This long article published by Deloitte University Press identifies how selecting the wrong location for production can affect future competitiveness. It identifies that the traditional way of thinking about where to locate production capability is driven by two main factors, which it calls market-to-plant ratio (MPR) and value density. Put simply, this relates to the extent to which production costs are greater than logistics costs, or vice versa.
But Timberlake et al (2013) argue that there is a third factor, often neglected or not understood, namely ‘learning mode’. Learning mode refers to “the manner in which knowledge about the production process is transferred from R&D to the factory floor”. They argue that there are two kinds of mode – “learning-before-doing” and “learning-by-doing”. In the former mode, the production process is well understood and the execution of changes to this process are relatively straightforward. Hence co-locating R&D with production is not essential. But with the learning-by-doing mode, R&D is conducted largely on a trial and error basis on the factory floor, hence their co-location becomes necessary.

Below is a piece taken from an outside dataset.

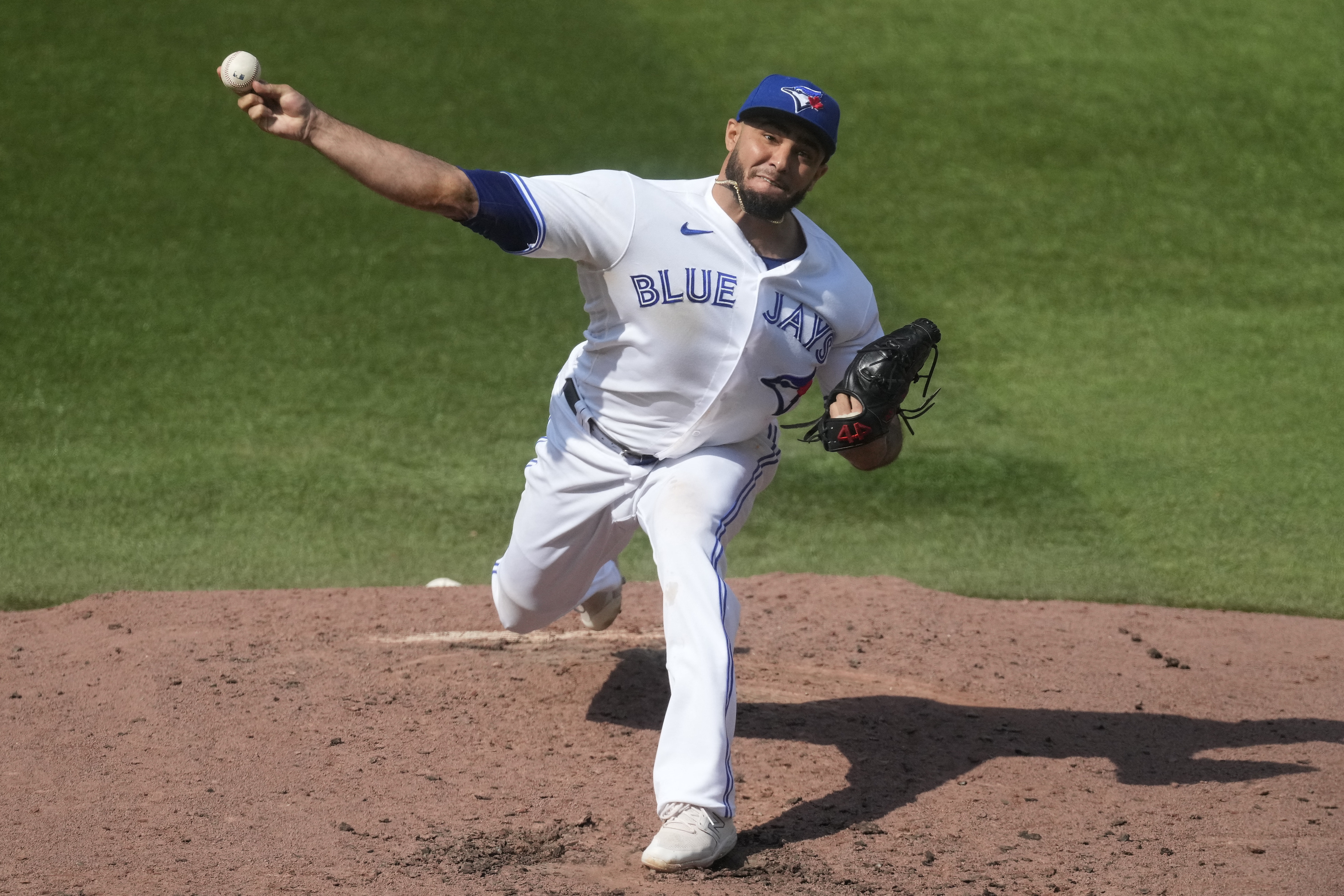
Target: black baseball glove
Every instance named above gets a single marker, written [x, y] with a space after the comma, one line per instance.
[880, 379]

The article has three operations insights designed to illustrate these ideas. The first relates to the optoelectronics industry. They cite a number of studies that demonstrated that U.S. companies in this sector that off-shored production failed to develop next generation integrated optoelectronic devices – because this required ‘learning-by-doing’. The two other insights they provide are in the wind turbine industry and glass-making industry.